On June 4, the House of Representatives passed H.R.8646 – Agriculture, Rural Development, Food and Drug Administration, and Related Agency Appropriations Act, 2027 in a 213-210 vote. While this bill was passed by the Republican majority, it breaks from many of the administration’s requests in favor of keeping funding levels consistent. The bill that passed through the house allocates $22.5 billion to the Department of Agriculture, $675 million less than last year, a 3% decrease. These funding levels are slightly lower than in the Senate’s version.
In the House bill, the multifamily housing programs keep their 2026 funding levels. The two main ones, Section 515 and 538, build and preserve rural rental housing. Section 515 rental housing draws $50 million in loan authority, plus $16.64 million to repair, rehabilitate, and build housing, while Section 538 guaranteed multifamily loans hold at $400 million. Together they finance the construction and rehabilitation of affordable rental housing for rural tenants, including seniors and people with disabilities.
The Section 521 Rental Assistance Program would receive a total of $1.795 billion, $80 million more than last year. Section 521 is a project-based subsidy tied to Section 515 properties; it covers the gap between approximately 30% of a tenant’s income and the unit’s rent, which is what keeps those apartments affordable for the lowest-income renters.
Notably, Section 542 Rural Voucher Assistance Program will keep its $30 million dollar budget, which would have been eliminated under the administration’s proposal. Section 542 vouchers do something similar for tenants whose buildings leave the program early, helping them stay housed when an owner prepays a Section 515 loan or the property is foreclosed on.
There is also a clear preservation push. The bill sets aside $30 million for a demonstration program to restructure existing Section 514, 515, and 516 loans, which lets USDA reduce or eliminate interest, defer payments, or re-amortize debt to keep older properties financially viable, in return for a restrictive use agreement that locks in affordability. It also directs USDA to give nonprofits and public housing authorities incentives to buy Rural Housing Service multifamily properties and keep them in the program, including a return on their equity and an asset management fee of up to $15,000 per property.

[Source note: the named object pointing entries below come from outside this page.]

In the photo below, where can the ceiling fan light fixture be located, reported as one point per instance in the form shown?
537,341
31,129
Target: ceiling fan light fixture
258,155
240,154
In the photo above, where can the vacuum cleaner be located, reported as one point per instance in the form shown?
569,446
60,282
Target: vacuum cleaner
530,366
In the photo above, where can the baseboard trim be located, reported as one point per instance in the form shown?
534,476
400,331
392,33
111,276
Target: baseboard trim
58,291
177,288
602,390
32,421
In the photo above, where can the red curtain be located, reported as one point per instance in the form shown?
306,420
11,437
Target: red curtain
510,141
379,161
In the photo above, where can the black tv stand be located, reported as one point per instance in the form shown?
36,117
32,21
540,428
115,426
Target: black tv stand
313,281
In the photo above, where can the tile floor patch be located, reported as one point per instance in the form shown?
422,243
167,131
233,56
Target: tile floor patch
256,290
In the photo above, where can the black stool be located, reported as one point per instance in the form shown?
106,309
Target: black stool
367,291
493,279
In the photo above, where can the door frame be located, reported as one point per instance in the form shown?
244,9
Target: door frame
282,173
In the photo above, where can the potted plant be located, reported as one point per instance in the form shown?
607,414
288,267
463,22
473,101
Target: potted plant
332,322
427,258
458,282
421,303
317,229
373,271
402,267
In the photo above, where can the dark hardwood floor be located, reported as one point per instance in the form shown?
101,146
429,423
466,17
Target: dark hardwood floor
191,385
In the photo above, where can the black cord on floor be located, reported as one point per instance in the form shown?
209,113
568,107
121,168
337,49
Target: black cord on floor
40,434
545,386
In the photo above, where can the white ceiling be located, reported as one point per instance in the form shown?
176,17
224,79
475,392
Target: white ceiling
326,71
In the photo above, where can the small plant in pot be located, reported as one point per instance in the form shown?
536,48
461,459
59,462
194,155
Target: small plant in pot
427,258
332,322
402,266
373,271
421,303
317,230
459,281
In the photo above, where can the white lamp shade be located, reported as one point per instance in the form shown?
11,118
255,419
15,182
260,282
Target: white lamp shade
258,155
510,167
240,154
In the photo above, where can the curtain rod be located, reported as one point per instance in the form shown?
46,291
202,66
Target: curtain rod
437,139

Separately, the House bill would allow the USDA to continue its rental assistance decoupling pilot program. This is a different tool from the loan restructuring above: it protects the tenant’s subsidy rather than the building’s mortgage. Started in 2024, this program allows people who had both a Section 515 loan and 521 rental assistance to keep their rental assistance after their Section 515 direct loans are paid off. Currently, only 1,000 units benefit from this program, but this continuation would expand the program to 5,000 units. The expansion matters because a wave of Section 515 mortgages are set to mature over the coming years, and without decoupling, tenants in those properties could lose their rental assistance once the loans are paid off.
From here, the House bill has to be reconciled with the Senate before it can become law, since both chambers must pass identical text for the President to sign. With the new fiscal year starting October 1, 2026, and Congress rarely finishing its appropriations work on time, a continuing resolution that holds funding at current levels is a likely stopgap in the meantime.